1. Think of hashing 10000, 5-letter words into a table of size 10000 using the map H defined as follows. H(a0a1a2a3a4) = Σ ai (i=0,1….4) . That is, we compute the hash code by adding the letters (a=0, b=1,c=2.etc). If we use H, what would be the key distribution like?

2. What is the complexity of finding order information, such as max, min or range from a hash table?

3. A hash table needs to be resized if load factor of a table exceeds 0.7. What are the important things to do when resizing a hash table?

4. What is the appropriate probing table size if the number of items in
the hash table is 10? Assume 0.7 load factor.

5. Explain how deletion is performed in both probing and separate
chaining hash tables.

6. Given the input {4371, 1323, 6173, 4199, 4344, 9679, 1989}, a fixed
table size of 10, and a hash function H(X) = X mod 10, show the
resulting

a. Linear probing hash table

b. Quadratic probing hash table

c. Separate chaining hash table

7. What are some of the criteria’s that need to be considered when choosing a “good” hash function? Explain why it makes sense to use a power of 2 as the polynomial base b, when using the hash function H(S) = b^n-1 S₀ + b^n-2 S₁ + ….. + S_n-1

Answers:

[1] Assume we are dealing with alpha characters, any letter in the string varies in value from 0 to 25. Hence the sum of 5 letters in the string varies from 0 to 125. Considering we have 10,000 spaces in the table, this particular hash function, maps its keys to only about 1/8^th of the table. Therefore this is not a good hash function.
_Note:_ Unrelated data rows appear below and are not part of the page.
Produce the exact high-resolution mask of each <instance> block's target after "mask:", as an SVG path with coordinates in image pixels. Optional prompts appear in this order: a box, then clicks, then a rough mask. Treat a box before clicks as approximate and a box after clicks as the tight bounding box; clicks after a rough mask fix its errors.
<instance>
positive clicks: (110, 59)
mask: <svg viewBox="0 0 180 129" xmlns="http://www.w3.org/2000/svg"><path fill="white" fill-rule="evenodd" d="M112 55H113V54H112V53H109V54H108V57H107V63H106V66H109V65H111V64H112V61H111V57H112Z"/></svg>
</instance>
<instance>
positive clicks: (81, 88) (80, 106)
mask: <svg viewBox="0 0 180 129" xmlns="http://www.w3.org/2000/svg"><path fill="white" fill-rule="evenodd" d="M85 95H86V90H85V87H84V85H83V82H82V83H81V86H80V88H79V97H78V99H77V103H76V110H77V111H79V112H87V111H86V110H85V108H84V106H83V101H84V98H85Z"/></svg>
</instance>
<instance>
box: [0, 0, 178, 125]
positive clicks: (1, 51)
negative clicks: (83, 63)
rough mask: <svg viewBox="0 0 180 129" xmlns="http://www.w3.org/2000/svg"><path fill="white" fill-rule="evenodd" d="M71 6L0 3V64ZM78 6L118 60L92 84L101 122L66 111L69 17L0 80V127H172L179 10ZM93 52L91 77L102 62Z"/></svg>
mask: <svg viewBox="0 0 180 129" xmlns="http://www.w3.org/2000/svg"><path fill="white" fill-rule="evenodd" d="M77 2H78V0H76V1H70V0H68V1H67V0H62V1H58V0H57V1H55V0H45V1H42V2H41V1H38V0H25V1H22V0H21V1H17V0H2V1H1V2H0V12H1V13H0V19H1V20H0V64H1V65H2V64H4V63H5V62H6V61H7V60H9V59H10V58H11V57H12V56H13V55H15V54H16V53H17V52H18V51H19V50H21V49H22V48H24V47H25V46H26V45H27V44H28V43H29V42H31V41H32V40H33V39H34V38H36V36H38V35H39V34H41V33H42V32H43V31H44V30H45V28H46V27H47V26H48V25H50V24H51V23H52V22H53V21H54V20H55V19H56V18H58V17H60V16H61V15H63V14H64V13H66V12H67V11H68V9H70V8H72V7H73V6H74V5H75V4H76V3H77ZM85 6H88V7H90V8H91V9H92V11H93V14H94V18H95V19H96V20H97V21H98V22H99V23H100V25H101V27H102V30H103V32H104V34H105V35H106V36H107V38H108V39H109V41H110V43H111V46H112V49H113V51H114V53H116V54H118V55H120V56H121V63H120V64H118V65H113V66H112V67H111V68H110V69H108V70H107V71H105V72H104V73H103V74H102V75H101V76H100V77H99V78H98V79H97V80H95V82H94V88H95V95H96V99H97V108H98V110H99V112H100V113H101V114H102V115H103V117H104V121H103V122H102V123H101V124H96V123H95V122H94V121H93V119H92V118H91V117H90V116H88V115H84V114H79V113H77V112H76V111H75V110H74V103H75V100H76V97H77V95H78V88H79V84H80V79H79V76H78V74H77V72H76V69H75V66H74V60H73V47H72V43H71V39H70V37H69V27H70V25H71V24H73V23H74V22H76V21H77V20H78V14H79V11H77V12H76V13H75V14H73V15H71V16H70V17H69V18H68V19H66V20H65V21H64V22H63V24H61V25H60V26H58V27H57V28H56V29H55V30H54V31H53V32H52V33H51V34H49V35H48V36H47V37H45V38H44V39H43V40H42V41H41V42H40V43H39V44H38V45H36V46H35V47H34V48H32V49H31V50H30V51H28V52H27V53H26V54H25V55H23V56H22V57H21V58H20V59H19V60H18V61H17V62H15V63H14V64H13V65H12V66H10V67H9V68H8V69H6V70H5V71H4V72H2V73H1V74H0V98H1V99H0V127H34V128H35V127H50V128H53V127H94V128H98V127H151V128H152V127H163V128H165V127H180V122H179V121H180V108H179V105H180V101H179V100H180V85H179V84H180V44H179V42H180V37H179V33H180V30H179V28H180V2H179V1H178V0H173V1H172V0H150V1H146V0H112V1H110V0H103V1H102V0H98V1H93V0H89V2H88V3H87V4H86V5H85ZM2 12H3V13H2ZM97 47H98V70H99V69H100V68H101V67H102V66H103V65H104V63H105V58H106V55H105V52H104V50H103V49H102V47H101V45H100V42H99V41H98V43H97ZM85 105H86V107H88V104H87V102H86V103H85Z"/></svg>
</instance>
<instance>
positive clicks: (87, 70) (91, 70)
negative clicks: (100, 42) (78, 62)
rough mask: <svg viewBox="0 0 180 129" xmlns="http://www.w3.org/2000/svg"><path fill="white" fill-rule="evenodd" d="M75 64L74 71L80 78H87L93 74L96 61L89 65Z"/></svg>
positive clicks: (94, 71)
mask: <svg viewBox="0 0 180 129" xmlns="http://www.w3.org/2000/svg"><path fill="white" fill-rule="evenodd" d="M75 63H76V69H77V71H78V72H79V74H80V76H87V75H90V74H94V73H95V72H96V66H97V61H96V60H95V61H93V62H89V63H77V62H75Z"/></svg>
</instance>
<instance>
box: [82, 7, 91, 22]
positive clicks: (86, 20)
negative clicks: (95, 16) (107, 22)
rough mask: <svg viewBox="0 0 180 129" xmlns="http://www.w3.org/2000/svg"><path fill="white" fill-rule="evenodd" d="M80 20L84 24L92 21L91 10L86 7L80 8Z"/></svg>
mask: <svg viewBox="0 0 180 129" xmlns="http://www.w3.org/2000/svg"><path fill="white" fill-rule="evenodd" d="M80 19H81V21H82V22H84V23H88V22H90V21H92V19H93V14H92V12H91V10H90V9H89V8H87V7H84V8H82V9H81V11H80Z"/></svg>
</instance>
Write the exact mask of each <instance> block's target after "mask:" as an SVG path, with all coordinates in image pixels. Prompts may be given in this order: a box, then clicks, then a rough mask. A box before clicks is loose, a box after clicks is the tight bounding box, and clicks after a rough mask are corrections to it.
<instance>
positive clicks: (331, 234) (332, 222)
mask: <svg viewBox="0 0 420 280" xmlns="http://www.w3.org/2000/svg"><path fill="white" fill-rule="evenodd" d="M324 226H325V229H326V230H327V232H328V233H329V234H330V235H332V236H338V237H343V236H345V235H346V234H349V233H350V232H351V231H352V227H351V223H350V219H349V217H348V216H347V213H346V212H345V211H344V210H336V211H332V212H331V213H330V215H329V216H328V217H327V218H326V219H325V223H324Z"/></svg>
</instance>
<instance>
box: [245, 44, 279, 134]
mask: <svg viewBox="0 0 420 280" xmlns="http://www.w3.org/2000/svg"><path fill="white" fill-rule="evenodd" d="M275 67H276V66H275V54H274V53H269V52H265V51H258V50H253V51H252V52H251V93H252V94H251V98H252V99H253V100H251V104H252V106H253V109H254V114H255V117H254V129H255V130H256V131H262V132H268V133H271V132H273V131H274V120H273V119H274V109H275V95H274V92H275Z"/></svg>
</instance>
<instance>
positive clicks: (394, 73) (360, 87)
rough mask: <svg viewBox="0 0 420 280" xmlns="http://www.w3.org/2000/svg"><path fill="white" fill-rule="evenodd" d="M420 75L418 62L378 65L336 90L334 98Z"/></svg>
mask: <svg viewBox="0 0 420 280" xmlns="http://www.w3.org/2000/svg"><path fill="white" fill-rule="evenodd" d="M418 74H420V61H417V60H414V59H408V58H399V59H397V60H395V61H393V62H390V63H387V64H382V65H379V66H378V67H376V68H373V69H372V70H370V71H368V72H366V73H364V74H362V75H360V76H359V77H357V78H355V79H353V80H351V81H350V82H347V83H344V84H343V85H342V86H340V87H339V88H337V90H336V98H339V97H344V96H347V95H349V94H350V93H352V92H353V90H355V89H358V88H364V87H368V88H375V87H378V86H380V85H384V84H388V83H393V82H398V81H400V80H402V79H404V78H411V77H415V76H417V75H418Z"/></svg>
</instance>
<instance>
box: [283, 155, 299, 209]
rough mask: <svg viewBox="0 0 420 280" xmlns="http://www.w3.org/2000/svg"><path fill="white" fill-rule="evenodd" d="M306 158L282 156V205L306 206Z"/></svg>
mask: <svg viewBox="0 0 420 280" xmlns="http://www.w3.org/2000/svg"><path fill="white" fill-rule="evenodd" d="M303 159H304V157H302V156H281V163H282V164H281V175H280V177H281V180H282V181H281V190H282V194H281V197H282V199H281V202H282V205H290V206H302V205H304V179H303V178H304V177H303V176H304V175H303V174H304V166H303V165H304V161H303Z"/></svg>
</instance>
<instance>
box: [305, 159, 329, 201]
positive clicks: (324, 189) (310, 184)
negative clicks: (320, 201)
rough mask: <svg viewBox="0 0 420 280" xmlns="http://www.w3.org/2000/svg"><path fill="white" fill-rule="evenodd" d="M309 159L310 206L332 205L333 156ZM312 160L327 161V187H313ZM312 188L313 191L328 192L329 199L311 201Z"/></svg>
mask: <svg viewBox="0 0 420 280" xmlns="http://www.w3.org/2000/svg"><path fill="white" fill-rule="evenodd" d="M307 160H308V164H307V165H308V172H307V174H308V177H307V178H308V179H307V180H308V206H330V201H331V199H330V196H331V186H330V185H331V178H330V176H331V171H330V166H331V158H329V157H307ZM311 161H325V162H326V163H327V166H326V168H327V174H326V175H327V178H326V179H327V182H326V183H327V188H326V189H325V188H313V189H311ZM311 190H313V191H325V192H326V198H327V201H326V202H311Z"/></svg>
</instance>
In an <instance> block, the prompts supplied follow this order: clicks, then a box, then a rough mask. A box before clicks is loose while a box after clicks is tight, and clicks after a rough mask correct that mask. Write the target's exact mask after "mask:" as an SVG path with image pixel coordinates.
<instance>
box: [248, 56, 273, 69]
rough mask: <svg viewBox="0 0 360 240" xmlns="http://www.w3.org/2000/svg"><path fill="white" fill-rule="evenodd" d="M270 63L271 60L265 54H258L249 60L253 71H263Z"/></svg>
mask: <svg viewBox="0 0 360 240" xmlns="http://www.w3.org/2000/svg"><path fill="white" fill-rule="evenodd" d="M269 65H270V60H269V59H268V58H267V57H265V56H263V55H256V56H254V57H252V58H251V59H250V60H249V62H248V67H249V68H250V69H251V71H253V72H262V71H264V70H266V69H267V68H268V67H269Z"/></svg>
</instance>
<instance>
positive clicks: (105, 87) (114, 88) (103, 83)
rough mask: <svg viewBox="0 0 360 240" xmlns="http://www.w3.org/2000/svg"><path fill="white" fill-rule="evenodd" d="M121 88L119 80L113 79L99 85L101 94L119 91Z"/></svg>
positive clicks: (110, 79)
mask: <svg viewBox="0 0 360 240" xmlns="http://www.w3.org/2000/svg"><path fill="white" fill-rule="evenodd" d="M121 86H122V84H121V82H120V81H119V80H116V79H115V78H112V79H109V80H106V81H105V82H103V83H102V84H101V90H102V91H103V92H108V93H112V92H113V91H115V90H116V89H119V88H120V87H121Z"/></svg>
[2] A hash table stores no order information. Therefore in order to find, max or min, one needs to look at every element in the table. The complexity is O(n)
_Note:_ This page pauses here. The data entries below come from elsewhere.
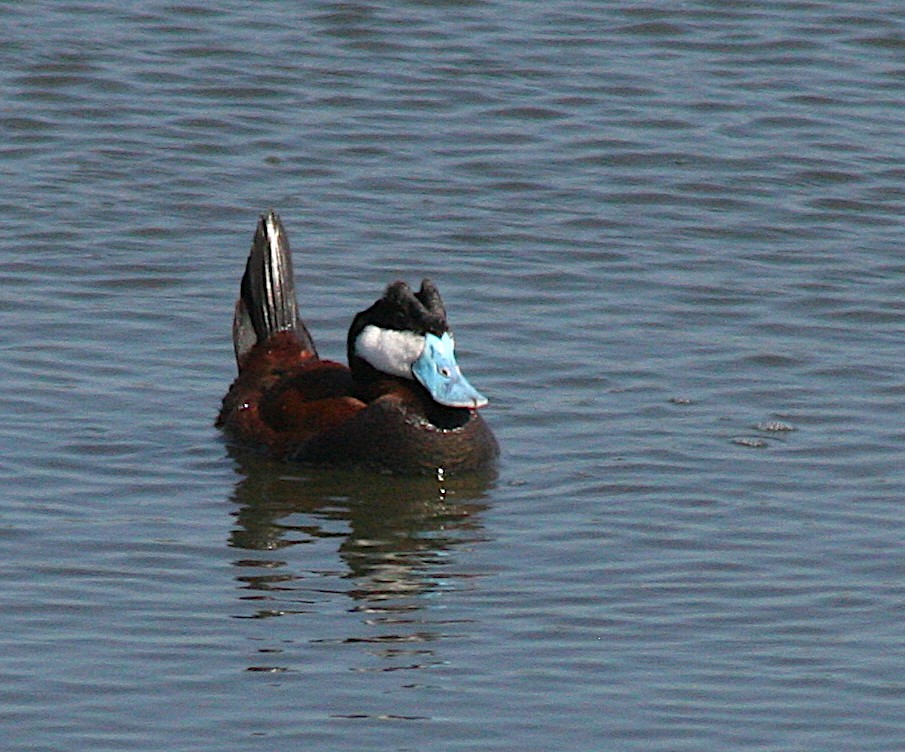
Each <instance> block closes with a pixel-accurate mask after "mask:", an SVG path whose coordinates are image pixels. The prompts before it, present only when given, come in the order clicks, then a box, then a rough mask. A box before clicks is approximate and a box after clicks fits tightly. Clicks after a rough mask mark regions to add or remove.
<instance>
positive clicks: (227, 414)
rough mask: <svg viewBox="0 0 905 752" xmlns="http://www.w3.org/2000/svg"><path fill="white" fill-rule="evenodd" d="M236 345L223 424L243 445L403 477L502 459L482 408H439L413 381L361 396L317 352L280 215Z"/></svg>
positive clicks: (243, 278) (259, 249)
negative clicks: (483, 412)
mask: <svg viewBox="0 0 905 752" xmlns="http://www.w3.org/2000/svg"><path fill="white" fill-rule="evenodd" d="M233 343H234V347H235V353H236V361H237V363H238V367H239V374H238V376H237V378H236V379H235V381H234V382H233V384H232V386H231V387H230V389H229V391H228V393H227V394H226V396H225V397H224V399H223V405H222V408H221V410H220V414H219V416H218V418H217V425H218V426H219V427H221V428H222V429H223V430H224V432H225V433H227V434H228V435H229V436H230V437H231V438H232V439H234V440H236V441H238V442H240V443H242V444H243V445H246V446H250V447H253V448H256V449H259V450H263V451H266V452H268V453H270V454H271V455H273V456H275V457H277V458H280V459H294V460H307V461H314V462H328V463H334V464H336V463H339V464H353V465H367V466H372V467H378V468H381V469H387V470H391V471H395V472H435V471H436V469H437V468H445V469H461V470H475V469H479V468H484V467H486V466H488V465H489V464H491V463H492V462H493V461H494V460H495V459H496V457H497V454H498V451H499V450H498V446H497V443H496V439H495V438H494V437H493V434H492V432H491V431H490V429H489V428H488V426H487V424H486V423H485V422H484V420H483V418H482V417H481V416H480V414H479V413H478V411H477V410H475V409H467V408H459V407H456V408H445V407H442V406H440V405H437V404H436V403H433V402H432V400H430V398H429V397H427V396H426V392H424V391H423V389H422V388H421V387H419V386H417V385H416V384H415V383H414V382H411V383H406V381H405V380H404V379H390V382H389V385H388V386H386V388H383V390H382V391H380V392H379V393H374V394H367V395H362V394H361V393H360V389H359V390H357V389H356V385H355V384H354V383H353V378H352V372H351V371H350V369H349V368H347V367H346V366H344V365H341V364H339V363H335V362H333V361H329V360H322V359H321V358H320V357H319V356H318V354H317V350H316V349H315V346H314V342H313V341H312V339H311V336H310V334H309V333H308V330H307V328H306V327H305V325H304V323H303V322H302V320H301V318H300V317H299V315H298V307H297V303H296V298H295V290H294V283H293V279H292V261H291V257H290V253H289V245H288V241H287V240H286V235H285V231H284V230H283V227H282V224H281V223H280V221H279V218H278V217H277V216H276V215H275V214H273V213H272V212H271V213H270V214H268V215H266V216H264V217H262V218H261V221H260V223H259V224H258V228H257V232H256V234H255V237H254V241H253V243H252V248H251V252H250V254H249V258H248V263H247V265H246V269H245V274H244V276H243V278H242V285H241V295H240V298H239V300H238V301H237V303H236V312H235V317H234V321H233Z"/></svg>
[3] Assume that we have a hash table of size n. When the number of occupied places in the table becomes more than 70%, we double the size of the table to 2n. But an important part of the process is to rehash each of the elements with the new table size 2n (since we need to take % 2n). Therefore elements in the new table may map to different locations than the original table. The cost of rehashing is O(n)

[4] Typically a 70% full hash table provides good performance in solving collisions when doing linear or quadratic probing. Therefore a good hash table size may be calculated by

10/0.7 = 15 (approximately)

[5] The best way to perform deletions in a hash table that is built with probing is to do “lazy deletion”. That is we mark entries as deleted, but do not remove them from the table. This allows us to still search for elements without rehashing the whole table. One drawback of this approach though is that, if there are many deletes, we leave most of the table unused, hence may need to double the size of the array frequently. However, in most practical applications deletions are rare (at least not as much as search and updates) and hence hash table is still a very good data structure.

[6] Linear Probing

Quadratic Probing

Separate Chaining

[7] The criteria’s important in choosing a good hash function are, easy to compute (low cost), and avoid collisions. It is also important to see the application and decide what a good function can be. For example, in internet security application, we may choose a function that depends on some encrypted form of the password and user ID.

The answer to second part is, when using powers of 2 as a base, it becomes easier to compute the product since we only need to shift the bits to the left by 1 (this is equivalent to multiplying by 2) subject to value not over flowing.